A few days later, when BART and its unions settled their negotiations and ended the strike, DeSaulnier issued a statement saying his committee “is investigating how other metropolitan areas around the nation avoid this kind of situation. After conducting the investigation, the committee will pursue every possible remedy to ensure this never happens again.”

Glazer said Thursday that “the complexity is kind of a smokescreen for those who don’t want to take action… Bans such as this are done in many places in the United States successfully, so there are plenty of templates to examine.”

Glazer said that besides the petition signatures, more than 1,300 people have used his website to send individualized emails of support for such legislation to DeSaulnier.

“By my count he has nine BART stations in his district, he probably has the most riders on BART of any legislator… so we’re certainly looking for his leadership and courage and backbone,” he said.
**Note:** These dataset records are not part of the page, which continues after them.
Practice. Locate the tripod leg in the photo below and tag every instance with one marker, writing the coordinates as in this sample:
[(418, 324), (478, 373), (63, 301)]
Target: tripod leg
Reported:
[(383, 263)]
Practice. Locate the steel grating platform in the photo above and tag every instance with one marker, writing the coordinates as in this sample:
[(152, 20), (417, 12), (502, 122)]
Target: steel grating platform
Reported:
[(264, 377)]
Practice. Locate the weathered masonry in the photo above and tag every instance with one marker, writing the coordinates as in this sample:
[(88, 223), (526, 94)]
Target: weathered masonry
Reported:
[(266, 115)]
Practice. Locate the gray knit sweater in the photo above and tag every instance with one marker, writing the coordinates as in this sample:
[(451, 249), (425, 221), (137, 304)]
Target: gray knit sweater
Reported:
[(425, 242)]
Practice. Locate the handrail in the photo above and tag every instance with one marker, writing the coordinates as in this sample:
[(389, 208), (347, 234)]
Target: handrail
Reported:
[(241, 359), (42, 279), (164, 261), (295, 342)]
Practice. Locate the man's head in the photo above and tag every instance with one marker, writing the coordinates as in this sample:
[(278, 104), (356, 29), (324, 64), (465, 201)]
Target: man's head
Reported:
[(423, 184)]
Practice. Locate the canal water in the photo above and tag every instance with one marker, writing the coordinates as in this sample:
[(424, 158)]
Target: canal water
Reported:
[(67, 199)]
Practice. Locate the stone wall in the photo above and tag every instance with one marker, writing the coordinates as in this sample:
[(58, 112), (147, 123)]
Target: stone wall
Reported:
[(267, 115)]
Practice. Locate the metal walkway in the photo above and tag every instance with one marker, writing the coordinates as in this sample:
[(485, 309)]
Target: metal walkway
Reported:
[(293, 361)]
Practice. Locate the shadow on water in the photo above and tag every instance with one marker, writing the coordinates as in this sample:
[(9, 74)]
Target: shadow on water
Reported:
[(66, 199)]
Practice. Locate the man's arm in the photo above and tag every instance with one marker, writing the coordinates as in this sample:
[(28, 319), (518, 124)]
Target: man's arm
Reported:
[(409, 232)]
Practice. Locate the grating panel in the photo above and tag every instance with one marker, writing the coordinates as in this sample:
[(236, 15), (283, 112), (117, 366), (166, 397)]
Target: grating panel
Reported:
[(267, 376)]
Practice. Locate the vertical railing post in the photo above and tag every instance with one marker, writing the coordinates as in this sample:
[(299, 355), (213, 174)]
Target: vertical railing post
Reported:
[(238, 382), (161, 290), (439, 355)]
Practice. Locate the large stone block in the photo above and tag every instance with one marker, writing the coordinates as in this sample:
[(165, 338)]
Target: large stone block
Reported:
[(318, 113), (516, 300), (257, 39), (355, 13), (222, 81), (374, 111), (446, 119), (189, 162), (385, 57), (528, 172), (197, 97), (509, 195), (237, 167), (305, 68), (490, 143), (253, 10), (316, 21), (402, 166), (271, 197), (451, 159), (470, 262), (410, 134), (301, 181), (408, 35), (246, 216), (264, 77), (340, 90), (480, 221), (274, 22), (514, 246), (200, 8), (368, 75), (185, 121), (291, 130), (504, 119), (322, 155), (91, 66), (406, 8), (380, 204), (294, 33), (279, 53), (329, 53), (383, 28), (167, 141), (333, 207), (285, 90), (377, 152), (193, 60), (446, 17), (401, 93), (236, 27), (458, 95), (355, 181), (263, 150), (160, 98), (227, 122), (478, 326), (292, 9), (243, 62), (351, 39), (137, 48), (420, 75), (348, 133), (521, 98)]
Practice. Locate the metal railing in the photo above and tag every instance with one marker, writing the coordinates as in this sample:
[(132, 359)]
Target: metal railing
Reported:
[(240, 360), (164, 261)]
Among other 16th Assembly District candidates, Republican Catharine Baker, a Dublin attorney, voiced support this month for a Republican Senate bill that would force BART employees – not all transit employees – to honor the no-strike clause in their contract even after that contract expires. Senate Republicans since have said they intend to introduce a broader strike-ban bill covering all transit workers.

Danville Mayor Newell Arnerich, another Democrat in the 16th District race, said Glazer and Baker are engaging in “political gamesmanship” when neither was privy to the BART negotiations. The third Democrat in the race, Dublin Mayor Tim Sbranti, has declined to comment on the matter.